Thursday, February 19, 2015

Why you need to worry about dehydration when exercising in bitter cold

It's February 19th, yet here we are again with below-zero wind chills in the Chicago area. Competing or training in cold weather presents its own set of challenges. Dehydration – believe it or not – is a major issue. Here is why...

1. The body tries to keep your core warm
Normally your body carries blood to your extremities during exercise. But in the cold, your body preferentially tends to keep blood close to its core in order to stay warm. This increases your blood pressure, which will affect your kidneys and increase your need to urinate. 

2. Cold, dry air = more fluid lost
When you exercise in the cold, your lungs have to warm and humidify the incoming cold, dry air. Just by doing this, you can lose up to one quart of fluid daily. 

3. Concentration and focus is lost
Dehydration causes you to fatigue more quickly, affects your ability to maintain your core temperature, and decreases your concentration and focus. Unfortunately, success in many winter sports depends more on perfection of technique vs. cardiovascular capability (think skiing, snowboarding or even running on icy roads or trails). A decrease in focus is not something you want.

So how can you deal with this? 
First, it’s important to choose the right apparel. Wear clothes that are breathable and won’t cause your body to sweat excessively, resulting in more fluid loss.

Second, if you are planning a short-term cold weather experience, like skiing on a small hill or doing a shorter run, plan to take frequent breaks. Set an alarm on your phone or clock to remind yourself to visit the lodge for fluid and fuel or stop for water. However, if you are planning to be out for multiple hours – perhaps on a real ski or snowboard mountain or doing a long run, use hydration products.
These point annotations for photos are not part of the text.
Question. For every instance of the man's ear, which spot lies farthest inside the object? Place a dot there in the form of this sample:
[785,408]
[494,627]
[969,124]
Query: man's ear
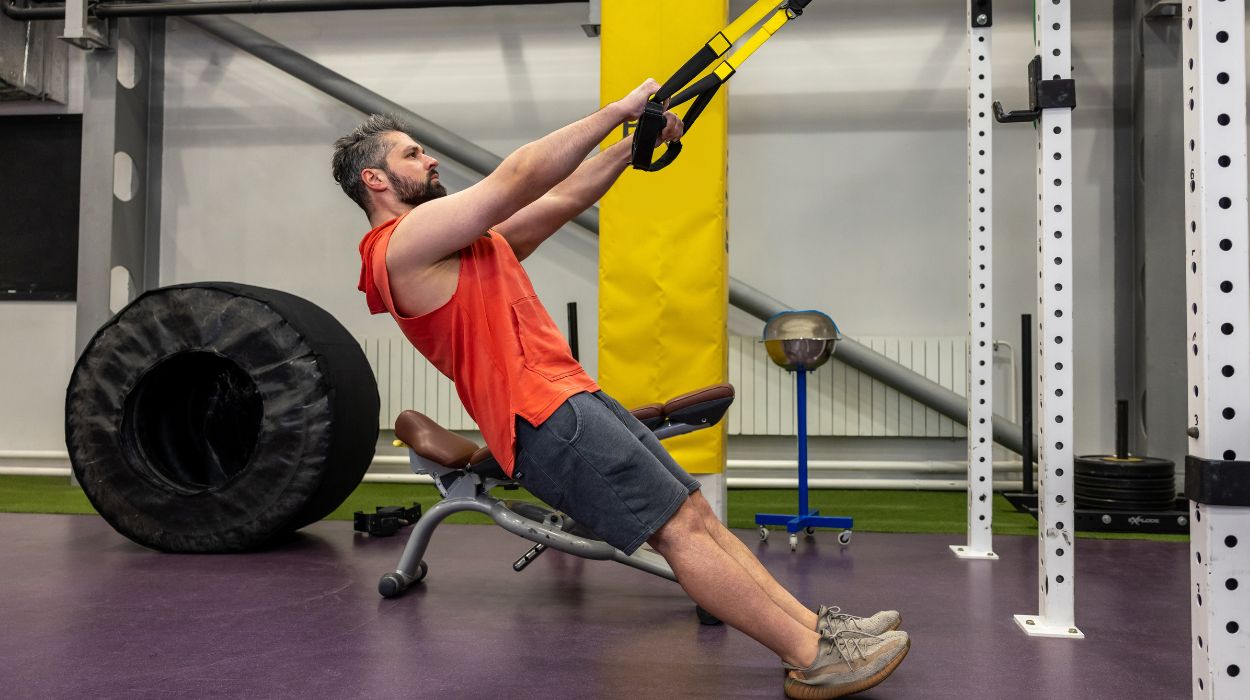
[374,179]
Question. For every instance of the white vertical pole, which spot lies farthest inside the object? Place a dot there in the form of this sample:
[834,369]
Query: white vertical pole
[1218,284]
[1056,526]
[980,283]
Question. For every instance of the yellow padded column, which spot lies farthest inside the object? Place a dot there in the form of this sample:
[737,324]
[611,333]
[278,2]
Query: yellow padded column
[663,264]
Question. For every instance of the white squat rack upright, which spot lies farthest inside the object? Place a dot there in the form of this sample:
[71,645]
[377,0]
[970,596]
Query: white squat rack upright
[1051,99]
[1218,289]
[980,281]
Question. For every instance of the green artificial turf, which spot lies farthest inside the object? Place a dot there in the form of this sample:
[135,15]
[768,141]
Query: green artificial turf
[874,511]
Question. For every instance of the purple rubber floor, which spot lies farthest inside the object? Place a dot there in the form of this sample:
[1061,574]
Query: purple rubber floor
[88,614]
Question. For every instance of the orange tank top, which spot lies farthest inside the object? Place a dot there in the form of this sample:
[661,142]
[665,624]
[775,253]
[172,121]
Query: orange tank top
[493,339]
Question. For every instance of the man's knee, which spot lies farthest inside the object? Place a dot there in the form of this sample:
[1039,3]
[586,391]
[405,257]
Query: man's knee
[684,523]
[705,513]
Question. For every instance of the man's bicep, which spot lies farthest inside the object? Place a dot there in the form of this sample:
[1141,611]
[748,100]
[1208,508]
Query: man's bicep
[535,223]
[441,226]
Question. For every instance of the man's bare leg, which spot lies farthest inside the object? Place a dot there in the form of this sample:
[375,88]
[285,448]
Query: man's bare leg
[744,556]
[720,585]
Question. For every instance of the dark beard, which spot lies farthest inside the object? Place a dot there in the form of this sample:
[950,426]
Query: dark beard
[415,193]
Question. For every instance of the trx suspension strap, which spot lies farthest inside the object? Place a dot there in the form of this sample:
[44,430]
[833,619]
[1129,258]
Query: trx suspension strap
[651,123]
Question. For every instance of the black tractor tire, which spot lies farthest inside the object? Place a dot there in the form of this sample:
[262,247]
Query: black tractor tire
[220,418]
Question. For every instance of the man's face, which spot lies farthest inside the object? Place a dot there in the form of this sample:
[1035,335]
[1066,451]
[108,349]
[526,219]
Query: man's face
[413,174]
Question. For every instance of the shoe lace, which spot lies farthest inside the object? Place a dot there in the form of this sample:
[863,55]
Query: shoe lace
[829,615]
[850,644]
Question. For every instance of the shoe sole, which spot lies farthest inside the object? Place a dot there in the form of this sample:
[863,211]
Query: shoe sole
[799,691]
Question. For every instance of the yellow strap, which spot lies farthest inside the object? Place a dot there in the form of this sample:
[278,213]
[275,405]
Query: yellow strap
[758,39]
[746,20]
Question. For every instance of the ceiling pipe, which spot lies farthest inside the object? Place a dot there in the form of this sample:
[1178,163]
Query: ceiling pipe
[105,10]
[483,161]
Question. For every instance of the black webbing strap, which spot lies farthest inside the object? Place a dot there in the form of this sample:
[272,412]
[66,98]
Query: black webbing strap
[651,123]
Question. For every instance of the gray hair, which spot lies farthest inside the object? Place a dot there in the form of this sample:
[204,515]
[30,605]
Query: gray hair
[365,146]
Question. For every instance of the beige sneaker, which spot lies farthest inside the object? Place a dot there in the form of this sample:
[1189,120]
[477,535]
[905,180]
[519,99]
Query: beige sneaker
[848,663]
[831,620]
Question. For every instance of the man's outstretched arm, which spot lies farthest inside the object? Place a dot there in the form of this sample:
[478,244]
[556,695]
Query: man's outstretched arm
[439,228]
[526,229]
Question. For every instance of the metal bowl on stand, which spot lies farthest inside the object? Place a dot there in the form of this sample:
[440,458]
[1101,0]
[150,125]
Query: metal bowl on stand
[800,340]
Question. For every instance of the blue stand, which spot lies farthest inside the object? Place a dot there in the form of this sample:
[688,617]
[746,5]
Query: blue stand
[805,519]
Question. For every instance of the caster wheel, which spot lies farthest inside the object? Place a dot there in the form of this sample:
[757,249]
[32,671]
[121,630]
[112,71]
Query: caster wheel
[391,585]
[706,618]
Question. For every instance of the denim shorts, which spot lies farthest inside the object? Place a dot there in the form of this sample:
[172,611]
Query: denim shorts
[598,464]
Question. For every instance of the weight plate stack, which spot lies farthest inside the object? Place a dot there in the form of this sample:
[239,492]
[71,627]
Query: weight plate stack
[1138,484]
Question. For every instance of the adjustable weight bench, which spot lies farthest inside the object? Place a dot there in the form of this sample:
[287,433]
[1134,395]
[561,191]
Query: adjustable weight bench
[465,474]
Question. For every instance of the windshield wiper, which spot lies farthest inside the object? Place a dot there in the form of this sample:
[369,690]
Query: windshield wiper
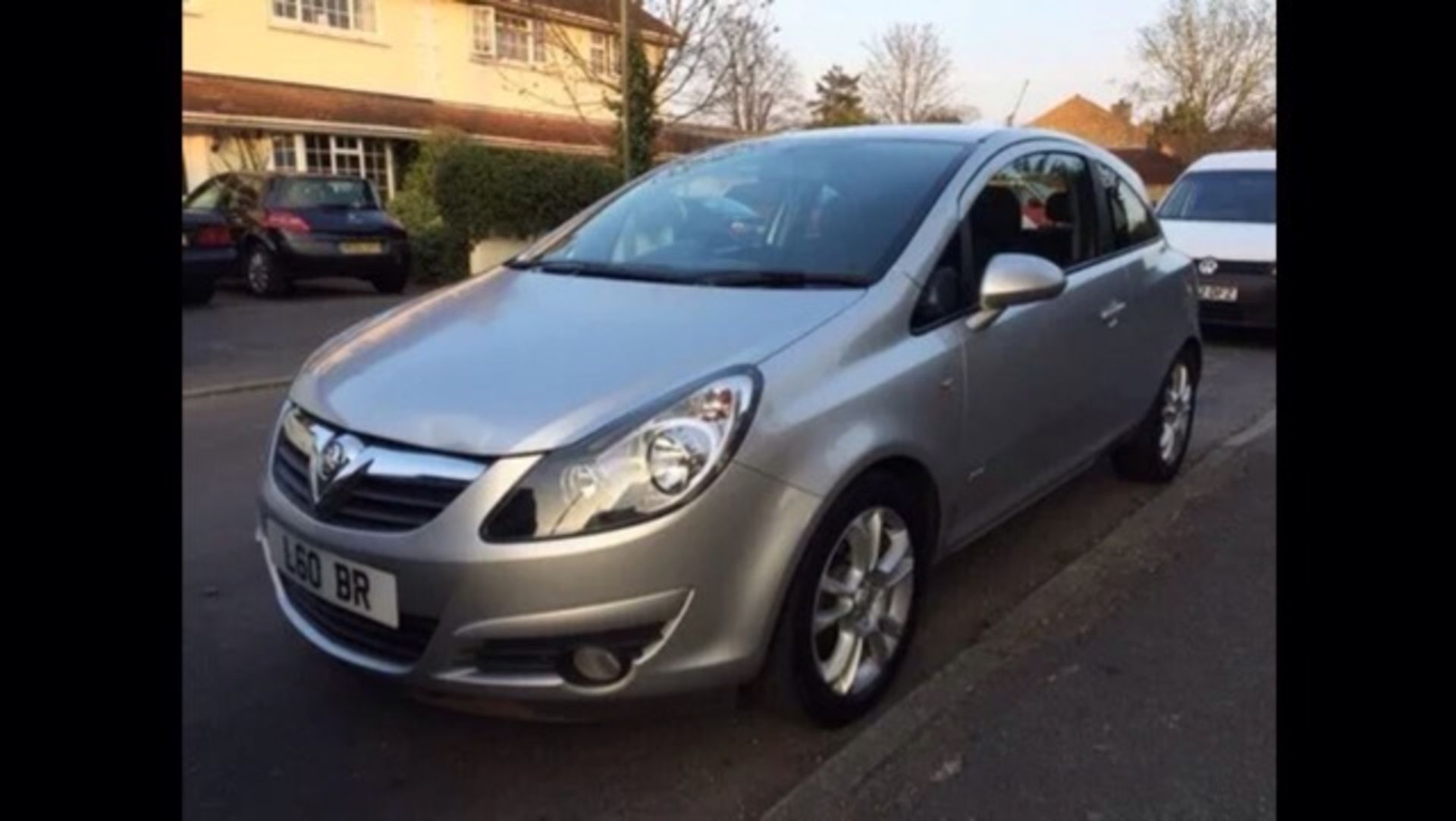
[781,280]
[598,270]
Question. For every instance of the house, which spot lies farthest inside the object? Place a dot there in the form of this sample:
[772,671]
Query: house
[344,86]
[1116,131]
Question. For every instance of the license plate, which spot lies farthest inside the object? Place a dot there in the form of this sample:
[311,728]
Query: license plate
[351,585]
[362,248]
[1219,293]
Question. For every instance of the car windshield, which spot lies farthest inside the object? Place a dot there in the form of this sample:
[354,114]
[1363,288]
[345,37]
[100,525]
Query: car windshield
[318,193]
[1222,197]
[795,212]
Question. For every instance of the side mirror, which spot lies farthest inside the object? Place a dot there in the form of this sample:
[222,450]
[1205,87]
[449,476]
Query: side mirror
[1015,280]
[1019,278]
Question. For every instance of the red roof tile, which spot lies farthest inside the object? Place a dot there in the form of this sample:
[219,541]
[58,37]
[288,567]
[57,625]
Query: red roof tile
[240,96]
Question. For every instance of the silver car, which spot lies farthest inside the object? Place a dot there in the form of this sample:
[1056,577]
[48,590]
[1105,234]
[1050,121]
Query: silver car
[683,443]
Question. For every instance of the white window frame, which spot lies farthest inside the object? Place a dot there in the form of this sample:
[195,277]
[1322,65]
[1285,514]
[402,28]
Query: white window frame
[300,156]
[354,31]
[538,50]
[482,22]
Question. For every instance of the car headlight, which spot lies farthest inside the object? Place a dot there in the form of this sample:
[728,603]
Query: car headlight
[632,471]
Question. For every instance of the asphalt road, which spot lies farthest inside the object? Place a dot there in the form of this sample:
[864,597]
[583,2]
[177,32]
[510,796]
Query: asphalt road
[274,729]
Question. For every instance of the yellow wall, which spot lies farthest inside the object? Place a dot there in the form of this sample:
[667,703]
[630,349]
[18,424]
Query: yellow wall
[421,49]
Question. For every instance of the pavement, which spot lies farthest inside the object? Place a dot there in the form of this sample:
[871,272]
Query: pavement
[1138,685]
[239,341]
[271,729]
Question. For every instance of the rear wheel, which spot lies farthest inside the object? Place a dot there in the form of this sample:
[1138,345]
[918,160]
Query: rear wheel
[1158,447]
[391,281]
[265,275]
[851,610]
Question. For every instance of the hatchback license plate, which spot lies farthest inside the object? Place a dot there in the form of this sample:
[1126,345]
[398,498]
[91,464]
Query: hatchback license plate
[1219,293]
[357,588]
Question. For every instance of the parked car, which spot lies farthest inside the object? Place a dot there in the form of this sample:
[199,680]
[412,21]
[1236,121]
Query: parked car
[1220,212]
[635,462]
[290,226]
[207,254]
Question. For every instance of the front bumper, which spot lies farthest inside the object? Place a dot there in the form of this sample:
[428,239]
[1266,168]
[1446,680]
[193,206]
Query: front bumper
[1256,306]
[321,255]
[708,578]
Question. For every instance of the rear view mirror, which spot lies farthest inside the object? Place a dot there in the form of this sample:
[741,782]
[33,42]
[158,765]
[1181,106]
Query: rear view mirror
[1015,280]
[1019,278]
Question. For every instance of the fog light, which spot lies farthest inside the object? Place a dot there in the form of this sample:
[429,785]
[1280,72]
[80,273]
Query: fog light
[598,666]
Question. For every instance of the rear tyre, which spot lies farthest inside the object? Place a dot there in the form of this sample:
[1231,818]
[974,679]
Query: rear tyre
[199,293]
[852,606]
[264,273]
[391,281]
[1158,447]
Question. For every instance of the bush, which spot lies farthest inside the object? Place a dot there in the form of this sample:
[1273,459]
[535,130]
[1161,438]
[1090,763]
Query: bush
[437,252]
[484,191]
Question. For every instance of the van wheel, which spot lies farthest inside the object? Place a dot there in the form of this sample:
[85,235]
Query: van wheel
[852,606]
[1158,447]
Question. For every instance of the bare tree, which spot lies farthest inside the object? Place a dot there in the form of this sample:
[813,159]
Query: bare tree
[1212,61]
[758,77]
[909,74]
[683,77]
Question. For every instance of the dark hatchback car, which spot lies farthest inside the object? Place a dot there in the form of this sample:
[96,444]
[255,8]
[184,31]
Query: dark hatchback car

A camelbak, for examples, can be worn close to your body, which will prevent the fluid in it from freezing. Drink a few gulps every 15-20 minutes. 

Third, although you may be completely surrounded by it, eating snow is not a good idea. The energy you expend trying to warm the snow once inside your body will decrease your body temperature, potentially inducing hypothermia. 

Fourth, focus on your meals. Plan to eat a meal or snack before you exercise because increasing your metabolism will increase your core temperature. At all meals or snacks, choose foods such as soups and hot drinks that increase fluid intake and body temperature.